14. La Cour note qu’en tenant compte du rapport d’un expert médicolégal soumis par le requérant, le parquet a par la suite ordonné la réouverture de l’enquête. Il a alors sollicité une copie des examens médicaux auxquels Mme O. avait été soumise. Il a par ailleurs entendu de nouveau M.S.

15. La Cour estime que les allégations du requérant selon lesquelles, d’une part, son épouse avait été victime d’une négligence médicale et, d’autre part, elle n’avait pas été informée des risques de l’intervention chirurgicale (paragraphe 5 ci-dessus) ont fait l’objet d’un examen approfondi (voir, a contrario, Altuğ et autres c. Turquie, no 32086/07, § 78, 30 juin 2015). En effet, se fondant sur les nouveaux éléments de preuve qu’il avait obtenus ainsi que sur les clarifications apportées par M.S., le parquet a conclu que Mme O. remplissait les conditions pour être éligible à une intervention chirurgicale réalisée par la technique du court-circuit gastrique et qu’elle avait été informée des risques de l’opération (paragraphe 6 ci-dessus).
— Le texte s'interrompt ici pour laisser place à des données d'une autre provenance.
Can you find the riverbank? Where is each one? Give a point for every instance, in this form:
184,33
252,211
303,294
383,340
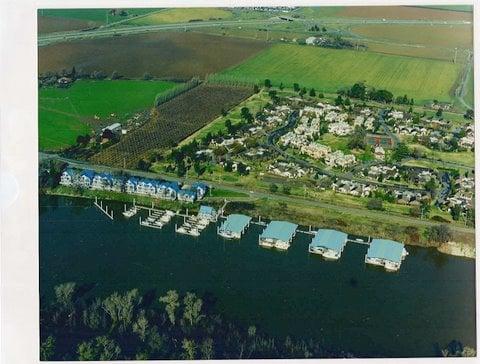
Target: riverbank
388,228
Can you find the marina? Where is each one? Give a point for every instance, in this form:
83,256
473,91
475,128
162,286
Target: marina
234,226
327,243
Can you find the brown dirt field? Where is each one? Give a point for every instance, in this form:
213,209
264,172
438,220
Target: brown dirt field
172,122
50,24
403,12
437,36
165,54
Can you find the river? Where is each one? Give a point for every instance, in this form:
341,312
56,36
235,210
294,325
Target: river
344,304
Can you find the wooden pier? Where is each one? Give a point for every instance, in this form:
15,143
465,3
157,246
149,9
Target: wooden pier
103,209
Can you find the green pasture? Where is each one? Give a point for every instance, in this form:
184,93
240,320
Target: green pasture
327,70
182,15
64,112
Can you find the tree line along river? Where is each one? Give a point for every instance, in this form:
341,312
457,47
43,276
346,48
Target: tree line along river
344,304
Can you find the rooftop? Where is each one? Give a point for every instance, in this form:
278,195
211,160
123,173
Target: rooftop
385,249
235,223
280,230
207,210
330,239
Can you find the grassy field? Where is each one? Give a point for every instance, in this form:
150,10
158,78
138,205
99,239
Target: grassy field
403,12
429,35
173,121
182,15
65,113
328,70
163,54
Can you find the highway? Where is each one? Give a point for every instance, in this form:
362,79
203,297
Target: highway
109,31
252,195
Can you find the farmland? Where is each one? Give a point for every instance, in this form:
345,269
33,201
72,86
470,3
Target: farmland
328,70
164,54
66,113
403,12
172,122
182,15
439,35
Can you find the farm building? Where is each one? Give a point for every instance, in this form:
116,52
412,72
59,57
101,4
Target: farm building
207,213
328,243
234,226
387,253
278,234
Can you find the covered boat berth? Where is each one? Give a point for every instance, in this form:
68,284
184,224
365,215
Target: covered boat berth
234,226
328,243
278,234
386,253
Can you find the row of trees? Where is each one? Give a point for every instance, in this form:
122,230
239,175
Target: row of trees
75,326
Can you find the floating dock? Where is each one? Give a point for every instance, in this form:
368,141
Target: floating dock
278,234
328,243
234,226
386,253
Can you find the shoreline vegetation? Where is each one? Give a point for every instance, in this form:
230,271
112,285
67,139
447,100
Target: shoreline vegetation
303,215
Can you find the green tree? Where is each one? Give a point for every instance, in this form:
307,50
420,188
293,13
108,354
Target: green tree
273,187
375,204
140,326
207,349
47,348
439,233
85,351
192,308
189,348
171,304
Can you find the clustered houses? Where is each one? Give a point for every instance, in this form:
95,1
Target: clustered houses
468,141
463,197
353,188
133,185
289,170
339,159
340,128
409,197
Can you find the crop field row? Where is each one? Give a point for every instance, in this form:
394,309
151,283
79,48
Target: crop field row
173,121
175,55
66,113
403,12
328,70
182,15
449,36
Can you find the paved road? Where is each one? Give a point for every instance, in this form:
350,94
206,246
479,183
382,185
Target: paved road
52,38
252,195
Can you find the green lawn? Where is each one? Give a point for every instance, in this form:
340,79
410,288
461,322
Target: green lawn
101,16
328,70
63,113
182,15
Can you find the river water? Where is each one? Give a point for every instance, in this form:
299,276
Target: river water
344,304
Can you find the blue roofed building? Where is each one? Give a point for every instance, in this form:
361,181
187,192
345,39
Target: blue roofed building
187,195
86,178
328,243
387,253
278,234
234,226
201,189
131,185
207,213
68,177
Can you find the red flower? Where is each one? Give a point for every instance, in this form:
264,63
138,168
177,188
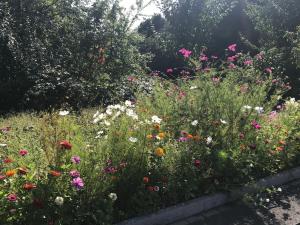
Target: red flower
65,144
29,186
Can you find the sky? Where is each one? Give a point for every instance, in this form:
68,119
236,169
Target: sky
148,11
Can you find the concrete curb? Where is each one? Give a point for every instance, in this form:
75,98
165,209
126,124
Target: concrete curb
198,205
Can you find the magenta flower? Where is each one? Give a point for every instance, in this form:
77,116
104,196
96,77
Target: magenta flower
78,183
23,152
268,70
256,125
74,173
75,159
203,58
170,70
197,163
12,197
231,66
183,139
186,53
248,62
259,56
232,47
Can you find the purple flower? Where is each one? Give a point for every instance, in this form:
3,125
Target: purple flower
75,159
183,139
170,70
248,62
203,58
78,183
186,53
232,47
74,173
255,125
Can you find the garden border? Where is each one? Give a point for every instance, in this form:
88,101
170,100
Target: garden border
193,207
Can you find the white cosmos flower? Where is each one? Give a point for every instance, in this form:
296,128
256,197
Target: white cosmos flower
194,123
59,200
223,121
259,109
209,140
63,113
113,196
108,111
156,119
133,139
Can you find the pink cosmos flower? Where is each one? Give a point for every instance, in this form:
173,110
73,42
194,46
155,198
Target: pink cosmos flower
12,197
203,58
248,62
170,70
75,159
183,139
231,66
268,70
259,56
23,152
74,173
232,47
197,163
186,53
231,58
255,125
78,183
16. La Cour est d’avis que les demandes de mesures d’enquête qui n’ont pas été satisfaites au cours de la procédure (paragraphes 5-6 ci-dessus) ne sont pas de nature à remettre en cause l’effectivité de l’enquête menée par les instances judiciaires internes (voir, à cet égard, mutatis mutandis, Ramsahai et autres c. Pays-Bas [GC], no 52391/99, § 348, CEDH 2007II). Eu égard aux conclusions de l’IML de Faro concernant les causes du décès de Mme O. (paragraphe 3 ci-dessus), elle ne voit effectivement pas en quoi l’analyse du dossier par un expert en chirurgie ou l’audition des membres de sa famille, celle de la patiente qui avait partagé sa chambre à l’hôpital ou celle de l’équipe médicale auraient pu remettre en cause les conclusions auxquelles avait abouti le parquet en l’espèce.

17. Au demeurant, elle constate que l’intéressé a participé de manière active à la procédure et qu’il a exercé ses droits procéduraux pour influer celle-ci (comparer avec Lopes de Sousa Fernandes, précité, § 226). Il a ainsi été autorisé à intervenir en qualité d’auxiliaire du ministère public, il a introduit un recours hiérarchique contre la première décision de classement sans suite (paragraphe 4 ci-dessus) et il a obtenu, par la suite, la réouverture de l’enquête en vue de l’examen de nouveaux moyens de preuve (paragraphes 4 et 5 ci-dessus). Tel que relevé ci-dessus (paragraphe 9 ci-dessus), à l’issue de la réouverture de la procédure, bien qu’il eût considéré le recours hiérarchique irrecevable, le procureur hiérarchiquement supérieur s’est prononcé sur le fond de la cause (paragraphes 6 et 9 ci-dessus).

18. Dès lors, étant donné que l’enquête menée sur les faits de la présente espèce a été suffisamment approfondie et que le requérant y a été associé à un degré suffisant pour la sauvegarde de ses intérêts et l’exercice de ses droits, la requête est manifestement mal fondée et doit être rejetée, en application de l’article 35 §§ 3 a) et 4 de la Convention.

Par ces motifs, la Cour, à l’unanimité,

Déclare la requête irrecevable.

Fait en français puis communiqué par écrit le 1er septembre 2022.